6.2. Whether the End-Members Can Be Appropriately Selected or Determined

[41] Selection of end-members is another critical issue that has been controversial in the remote sensing-based ET estimation community. The model developers claimed difficulties and subjectivity in selecting end-members [e.g., Allen et al., 2007; Bastiaanssen et al., 2010], and other researchers have confirmed this through a number of theoretical and experimental studies [e.g., Choi et al., 2009; French et al., 2005a, 2005b; Long and Singh, 2012b; McVicar and Jupp, 1998; Timmermans et al., 2007]. This is because different extents of study sites and spatial resolutions of satellite images could have variable contrast in soil moisture and fc, which may fundamentally determine the magnitudes of Tmax and Tmin and therefore result in differing EF and LE retrievals. For instance, selection of the hot extreme from a humid agricultural field (e.g., the SMACEX) could be problematic, and the cold extreme may not exist over arid and semiarid regions. Moreover, seasonal variation in vegetation and crops could also result in different contrasts in soil moisture and fc. Satellite images acquired in late autumn, winter, and early spring could exhibit more homogeneous wetness and surface cover conditions, which may result in underperformance of spatial variability models. Therefore, determination of end-members and applicability of spatial variability models may also depend on the season. Furthermore, evaluation of SEBAL and METRIC herein has shown that during rapid growth in crops in rainfed fields coinciding with marked variation in soil moisture, locations of end-members may vary with days. This may not hold true over irrigated areas where the cold extreme may be fixed to certain surfaces if contamination by clouds can be favorably removed from a scene [Allen et al., 2007; Long et al., 2011]. In practice, varying extents and spatial resolutions of satellite images would be available, and it is not occasional to obtain images contaminated by clouds. These issues exacerbate difficulties and uncertainties in selecting end-members [Marx et al., 2008; Verstraeten et al., 2005]. It is noted that METRIC tends to do better at the cold extreme by using ground-based reference ET to resolve the energy balance for the cold end. However, the determination of actual ET for the hot extreme appears to be more difficult and sometimes needs consultation with the model developers [e.g., Choi et al., 2009].

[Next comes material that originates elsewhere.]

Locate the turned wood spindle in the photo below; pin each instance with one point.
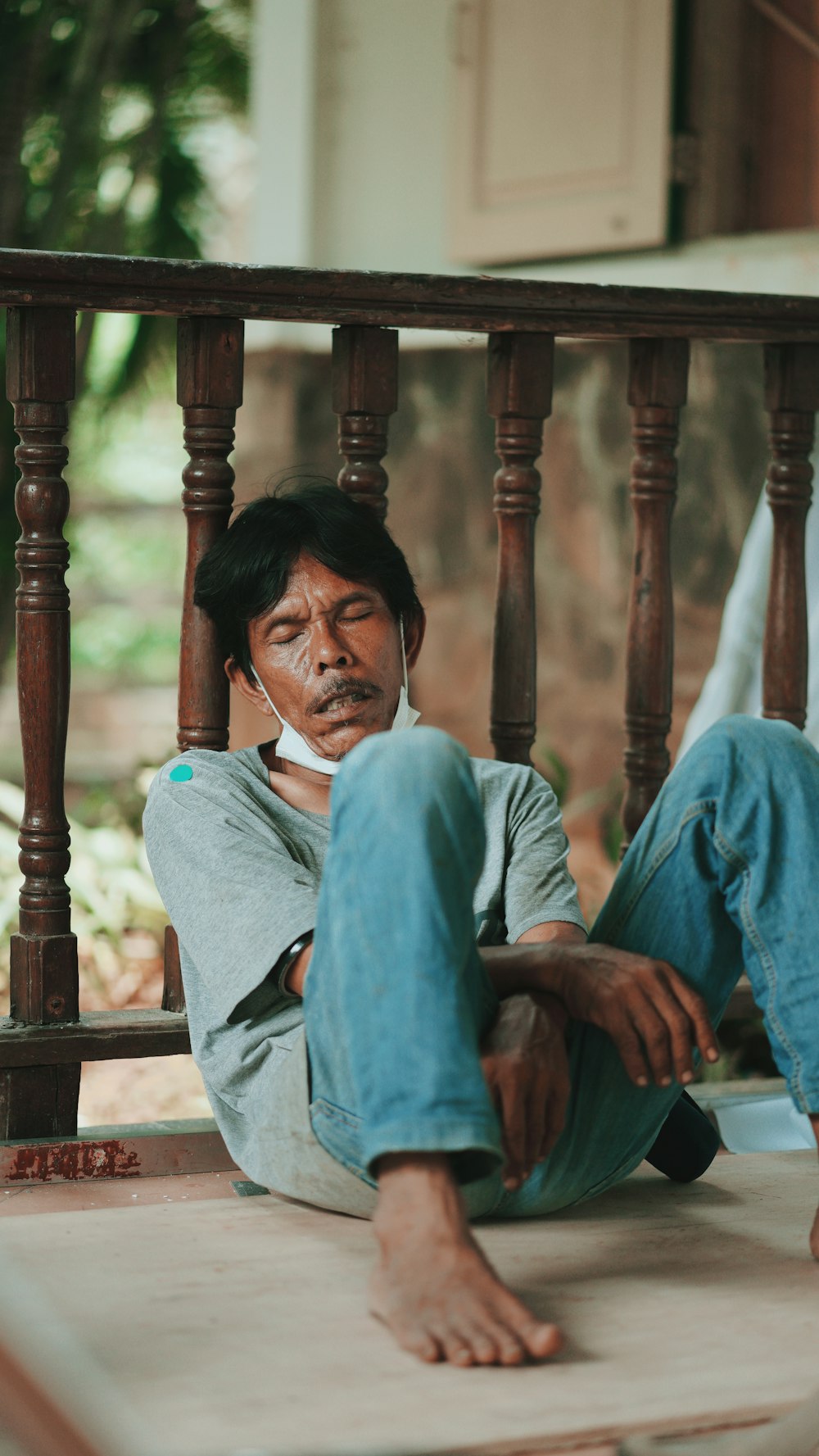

[42] Limiting edges for triangle models can also be derived by regression analysis of fc-Ts or α-Ts scatterplots [e.g., Jiang and Islam, 2001; Verstraeten et al., 2005]. To apply the triangle model to arid areas where the lower limiting edge of EF appears to rarely exist in a scene, the upper limiting edge was extended to intersect with fc = 1 to infer a constant lower limiting edge [Tang et al., 2010]. However, this method still overestimates the lower limiting edge, evidenced by pixels with relatively high fc and lower Ts than the inferred lower limiting edge [see Tang et al., 2010, Figure 7]. Derivation of limiting edges appears to be far less than satisfactory, and determination of end-members for spatial variability models has not been fully resolved.

[43] On the other hand, TSEB and SEBS tend to be context independent, not being affected by uncertainties in the selection of end-members [e.g., French et al., 2003; Kalma et al., 2008]. This is achieved by (1) a more realistic description of the two-source scheme involved in TSEB [Kustas and Anderson, 2009; Kustas et al., 2007] or (2) increasing the input effort of meteorological variables (e.g., Ta and ea) to derive wet and dry limits for each pixel for SEBS [Su, 2002]. Some approaches do not necessitate end-member selection, either, e.g., the normalized difference temperature index (NDTI) [McVicar and Jupp, 1998, 1999, 2002], the two-source trapezoid model for ET (TTME) [Long and Singh, 2012a], and a modified TTME model [Yang and Shang, 2013]. Critical in TSEB and SEBS is the use of the Priestley-Taylor equation to determine the wet limit of transpiration from vegetation canopy for TSEB and the use of relatively coarse meteorological fields to determine the wet and dry limits of LE based on the Penman-Monteith equation for each pixel for SEBS. These issues combined with associated procedures were investigated [e.g., Agam et al., 2010] and warrant further study. To fully understand longer-term evaporative dynamics, including the recently widely reported declines in observed atmospheric evaporative ability made by measuring pan evaporation [McVicar et al., 2012], fully physically based estimates of potential ET are advocated.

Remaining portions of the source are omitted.